I must tell you. I must document it here. The panax hedge I mentioned in my last post. Not that I will ever forget it.
If you live on Oahu and you need your hedge trimmed, chances are it is either of mock orange or panax. Previous owners Linda and Gary planted ours. Once, when the studio had a budget for landscape maintenance and I mentioned a hedge, the tree trimmer really did ask over the phone, mock orange or panax?
Company’s coming in fewer than a couple of weeks. That’s incentive to take care of some things long overdue. Sort of like expecting a visit from one’s mother. The punch list included trimming the mature hedge on two sides of the lot. To be considerate of our two neighbors’ and our own health, it was time.
Memorial Day weekend seemed a good block of time for this chore. I got out the ladder and the loppers and started the job. DH wanted to know exactly how high the cut hedge would be. So I trimmed a sample. Then it worked out that whoever was atop the ladder (the two of us took turns) could sight a line and cut away.

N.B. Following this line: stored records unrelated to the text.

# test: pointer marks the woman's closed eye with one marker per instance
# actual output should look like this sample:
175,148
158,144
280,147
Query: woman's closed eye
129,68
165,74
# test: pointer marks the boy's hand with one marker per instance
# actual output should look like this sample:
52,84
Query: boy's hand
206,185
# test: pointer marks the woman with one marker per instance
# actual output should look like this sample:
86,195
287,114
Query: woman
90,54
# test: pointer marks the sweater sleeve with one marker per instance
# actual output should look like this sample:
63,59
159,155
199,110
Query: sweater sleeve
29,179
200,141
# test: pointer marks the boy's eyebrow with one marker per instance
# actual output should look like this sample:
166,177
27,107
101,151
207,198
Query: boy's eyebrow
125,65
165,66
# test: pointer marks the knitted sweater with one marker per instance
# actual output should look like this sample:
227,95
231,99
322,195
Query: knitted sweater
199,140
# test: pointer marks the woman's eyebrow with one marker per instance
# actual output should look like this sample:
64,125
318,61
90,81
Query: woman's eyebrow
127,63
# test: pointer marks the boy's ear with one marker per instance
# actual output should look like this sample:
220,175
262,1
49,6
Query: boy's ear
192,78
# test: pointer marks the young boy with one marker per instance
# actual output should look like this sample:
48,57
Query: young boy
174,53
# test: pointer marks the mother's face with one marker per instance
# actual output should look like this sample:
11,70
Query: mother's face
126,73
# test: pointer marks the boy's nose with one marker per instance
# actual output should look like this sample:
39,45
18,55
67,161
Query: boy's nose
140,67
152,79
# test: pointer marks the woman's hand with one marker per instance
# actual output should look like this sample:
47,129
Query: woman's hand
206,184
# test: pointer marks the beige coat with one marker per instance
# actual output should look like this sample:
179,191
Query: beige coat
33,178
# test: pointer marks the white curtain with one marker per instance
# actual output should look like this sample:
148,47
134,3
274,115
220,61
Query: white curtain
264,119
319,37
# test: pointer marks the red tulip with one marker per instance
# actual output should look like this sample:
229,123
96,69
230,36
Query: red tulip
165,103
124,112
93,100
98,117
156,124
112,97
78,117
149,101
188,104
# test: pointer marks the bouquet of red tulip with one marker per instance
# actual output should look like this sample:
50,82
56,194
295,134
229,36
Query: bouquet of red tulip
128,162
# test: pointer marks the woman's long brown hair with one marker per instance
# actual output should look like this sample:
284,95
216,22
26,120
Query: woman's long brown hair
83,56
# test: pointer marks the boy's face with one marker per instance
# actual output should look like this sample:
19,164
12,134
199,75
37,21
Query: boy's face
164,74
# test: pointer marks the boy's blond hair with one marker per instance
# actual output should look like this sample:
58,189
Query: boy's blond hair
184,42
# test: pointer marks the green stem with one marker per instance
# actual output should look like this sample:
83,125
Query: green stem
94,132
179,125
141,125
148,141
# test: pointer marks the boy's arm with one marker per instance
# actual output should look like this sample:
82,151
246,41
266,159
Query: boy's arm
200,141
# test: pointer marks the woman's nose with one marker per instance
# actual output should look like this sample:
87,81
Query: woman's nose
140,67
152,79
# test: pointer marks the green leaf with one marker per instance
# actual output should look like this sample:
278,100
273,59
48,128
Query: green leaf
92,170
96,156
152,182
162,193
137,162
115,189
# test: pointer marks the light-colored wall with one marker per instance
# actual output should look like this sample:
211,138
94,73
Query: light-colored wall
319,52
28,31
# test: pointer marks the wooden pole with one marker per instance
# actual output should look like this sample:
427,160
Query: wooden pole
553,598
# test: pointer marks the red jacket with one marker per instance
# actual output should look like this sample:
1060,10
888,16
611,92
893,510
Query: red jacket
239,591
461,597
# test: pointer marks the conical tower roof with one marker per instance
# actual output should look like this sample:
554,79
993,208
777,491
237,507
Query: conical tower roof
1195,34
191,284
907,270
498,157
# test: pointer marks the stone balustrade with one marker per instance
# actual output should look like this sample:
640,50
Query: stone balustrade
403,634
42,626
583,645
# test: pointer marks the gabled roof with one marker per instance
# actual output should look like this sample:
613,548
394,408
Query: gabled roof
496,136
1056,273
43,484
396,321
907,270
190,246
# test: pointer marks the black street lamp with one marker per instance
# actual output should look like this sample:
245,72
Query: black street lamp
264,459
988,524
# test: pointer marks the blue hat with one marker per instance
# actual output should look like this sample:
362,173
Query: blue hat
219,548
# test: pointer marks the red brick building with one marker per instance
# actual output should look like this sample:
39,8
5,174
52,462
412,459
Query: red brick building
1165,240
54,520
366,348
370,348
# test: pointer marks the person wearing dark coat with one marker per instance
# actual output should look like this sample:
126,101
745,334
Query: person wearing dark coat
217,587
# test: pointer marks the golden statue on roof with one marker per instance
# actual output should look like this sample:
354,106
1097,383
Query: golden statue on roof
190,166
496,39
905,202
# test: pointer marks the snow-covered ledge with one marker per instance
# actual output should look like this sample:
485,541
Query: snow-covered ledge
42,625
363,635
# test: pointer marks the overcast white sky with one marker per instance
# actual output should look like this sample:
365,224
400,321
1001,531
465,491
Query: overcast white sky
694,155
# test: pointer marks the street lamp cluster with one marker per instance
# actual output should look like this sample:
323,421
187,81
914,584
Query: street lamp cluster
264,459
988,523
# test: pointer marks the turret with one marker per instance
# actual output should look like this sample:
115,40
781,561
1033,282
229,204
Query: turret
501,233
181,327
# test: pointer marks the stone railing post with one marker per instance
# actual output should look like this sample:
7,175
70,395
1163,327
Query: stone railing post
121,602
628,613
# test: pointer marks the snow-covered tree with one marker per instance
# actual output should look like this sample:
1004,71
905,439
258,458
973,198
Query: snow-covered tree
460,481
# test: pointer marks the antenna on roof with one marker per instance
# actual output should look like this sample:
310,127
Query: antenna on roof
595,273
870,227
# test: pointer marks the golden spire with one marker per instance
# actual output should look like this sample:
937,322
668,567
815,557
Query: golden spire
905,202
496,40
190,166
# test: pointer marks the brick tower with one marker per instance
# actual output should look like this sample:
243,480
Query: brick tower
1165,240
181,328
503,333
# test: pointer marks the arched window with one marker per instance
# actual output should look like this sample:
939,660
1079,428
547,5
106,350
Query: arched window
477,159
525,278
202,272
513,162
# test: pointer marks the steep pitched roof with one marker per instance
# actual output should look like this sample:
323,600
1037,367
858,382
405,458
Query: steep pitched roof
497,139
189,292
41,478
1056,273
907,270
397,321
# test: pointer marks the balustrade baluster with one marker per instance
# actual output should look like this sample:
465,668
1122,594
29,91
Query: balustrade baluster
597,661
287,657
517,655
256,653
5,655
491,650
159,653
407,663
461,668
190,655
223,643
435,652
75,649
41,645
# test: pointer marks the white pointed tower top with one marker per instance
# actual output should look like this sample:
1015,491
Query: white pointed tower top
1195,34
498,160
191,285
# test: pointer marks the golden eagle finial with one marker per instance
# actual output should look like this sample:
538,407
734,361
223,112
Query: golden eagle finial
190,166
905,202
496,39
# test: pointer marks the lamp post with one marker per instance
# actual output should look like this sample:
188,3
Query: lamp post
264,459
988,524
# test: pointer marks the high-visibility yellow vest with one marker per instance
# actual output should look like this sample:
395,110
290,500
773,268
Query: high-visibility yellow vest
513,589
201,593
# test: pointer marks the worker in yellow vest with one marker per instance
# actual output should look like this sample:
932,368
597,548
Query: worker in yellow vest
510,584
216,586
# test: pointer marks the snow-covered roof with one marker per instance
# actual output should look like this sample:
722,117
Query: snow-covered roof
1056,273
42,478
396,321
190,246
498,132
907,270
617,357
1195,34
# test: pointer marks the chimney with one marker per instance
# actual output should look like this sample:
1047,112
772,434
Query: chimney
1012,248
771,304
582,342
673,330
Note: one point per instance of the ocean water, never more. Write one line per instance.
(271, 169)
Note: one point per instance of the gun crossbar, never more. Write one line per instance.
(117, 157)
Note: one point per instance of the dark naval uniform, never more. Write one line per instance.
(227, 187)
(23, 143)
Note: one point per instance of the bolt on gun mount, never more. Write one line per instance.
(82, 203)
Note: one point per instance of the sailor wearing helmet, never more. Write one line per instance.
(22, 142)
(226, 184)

We like the hedge because it is so “island.” We prefer it to a fence or a wall. It grows—boy, does it grow. All one has to do is stick a cutting into the ground. It offers wonderful privacy and, if you let it grow as big as ours, condos for birds. When it’s hot and humid, you can give it a squirt with the garden hose, and the evaporation from the thick mass of green leaves cools the air.
What happens when the panax gets too tall? In high winds, the whipping branches/logs could be damaging. They block the flow of the trade winds, sunlight for the rest of the garden, and in our case, the views of the mountains, ocean, and sky. Yep, pretty tall.
Trimming back the panax remedied all of that. Plus, Alice Brown gets to sunbathe on the deck longer. That dog: she just knows how to recharge.
We’re happy to finish the project! It was hard work, not without incident. I am recovering from a mean bump on the head from one of the logs. Gave me a goose egg, I think they call it, and a black eye, my first. No pictures, please.
My neighbor Kim was very kind and told me about arnica and Dermablend, about which my naturopath and equestrian friends concurred would help. Just in case, I went to the ER for a CT scan, and the docs say my brain’s good. Reiki helps too.
After loading, hauling, and unloading a few truckloads of green waste to the dump today, we are promising to keep the hedge maintained. Oh, yes, we made that promise before to no avail, but I’m sure we will be more conscientious in the future.